Photo & Video

Hasan Elahi

(New York) Artist-in-Residence August & September Residency Year: 2017


Do you ever feel like you are being watched? This feeling was very real for artist Hasan Elahi, when in 2002, an erroneous tip accusing him of terrorist activities led to a six-month investigation by the FBI. Elahi reacted to this by creating a long-term project. “Tracking Transience,” which resulted in him being watched by millions more people on The Colbert Report, as well as CNN, CBS, Al Jazeera, and Fox News. His work throughout the last twenty years has straddled the worlds of art and science, and this life event fused the two. Already he was investigating interactions between public spaces and private information, engaging questions of surveillance, privacy, ownership of information, citizenship, borders, as well as physical and virtual space. Being investigated by the FBI just had him turn that lens on himself.

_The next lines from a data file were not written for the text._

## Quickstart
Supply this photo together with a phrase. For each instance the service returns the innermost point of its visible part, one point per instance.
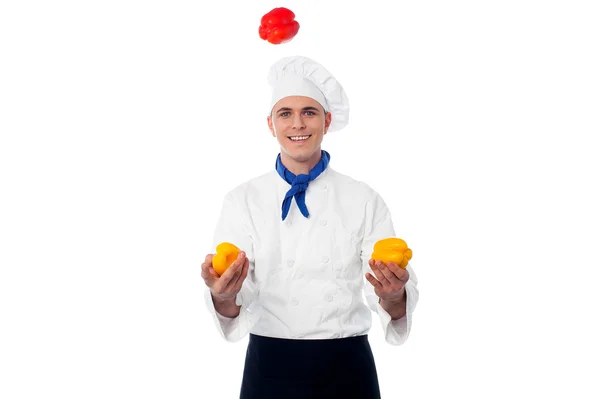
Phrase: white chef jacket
(306, 277)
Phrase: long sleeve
(378, 225)
(232, 227)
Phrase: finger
(239, 268)
(244, 274)
(385, 269)
(374, 282)
(399, 272)
(378, 273)
(206, 266)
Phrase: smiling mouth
(300, 139)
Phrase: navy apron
(277, 368)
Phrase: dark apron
(277, 368)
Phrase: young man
(307, 233)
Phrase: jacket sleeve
(232, 227)
(378, 225)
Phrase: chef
(306, 234)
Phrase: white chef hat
(301, 76)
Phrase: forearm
(396, 309)
(226, 308)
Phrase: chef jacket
(306, 276)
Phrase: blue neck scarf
(299, 183)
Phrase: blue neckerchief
(299, 183)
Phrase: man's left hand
(389, 286)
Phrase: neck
(300, 167)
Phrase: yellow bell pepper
(226, 254)
(392, 250)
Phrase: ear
(327, 122)
(270, 123)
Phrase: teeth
(299, 138)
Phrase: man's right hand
(226, 287)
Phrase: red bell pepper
(278, 26)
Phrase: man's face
(299, 123)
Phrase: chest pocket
(347, 242)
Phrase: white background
(123, 124)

Elahi came to Boise from Berlin after he closed a show at the Museum für Fotografie titled “Watching You Watching Me.” He used his time at Surel’s Place to create a framework for his ideas that he developed into works that could appear all over the world in subsequent years. “I have been thinking about this new body of work on the idea of ‘Manifest Destiny,’” explained Elahi. “It is only appropriate for me to undertake part of my studio practice in the location where many historic American paintings of the western landscape were created.” While a resident at Surel’s Place, he turned the camera on Boise.

He created a body of photographic and video work on the relationship between landscape and surveillance. He used Boise as a base to re-create historic American landscape paintings from the 19th century, using modern day consumer technologies that have grown out of military developments. Paintings only created before Idaho became a state were used, as the work also questioned what the genre of landscape means today in a political context.

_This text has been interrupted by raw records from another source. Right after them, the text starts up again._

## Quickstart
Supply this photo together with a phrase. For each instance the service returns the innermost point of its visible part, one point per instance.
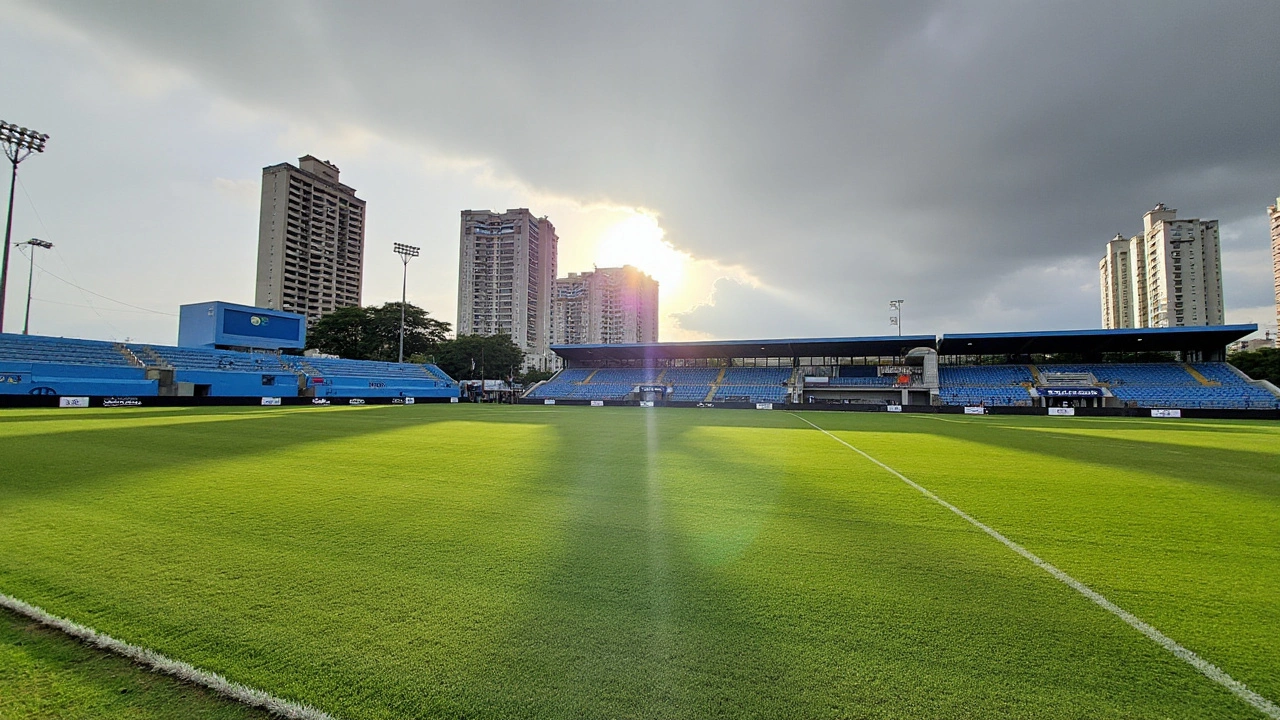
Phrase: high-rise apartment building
(1274, 212)
(1115, 273)
(506, 272)
(310, 240)
(607, 305)
(1174, 274)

Hasan Elahi’s workshop was focused on surveillance. Participants mapped and interacted with surveillance cameras throughout Boise. The workshop addressed numerous issues about surveillance including whether the cameras should be hidden or overt, who should have access to what the camera is seeing, and how artists and designers engage with this ever-pervasive element of contemporary life. They didn’t have to look far from Surel’s Place to find a camera in this workshop – the Boise Whitewater Park Webcam is just down the path.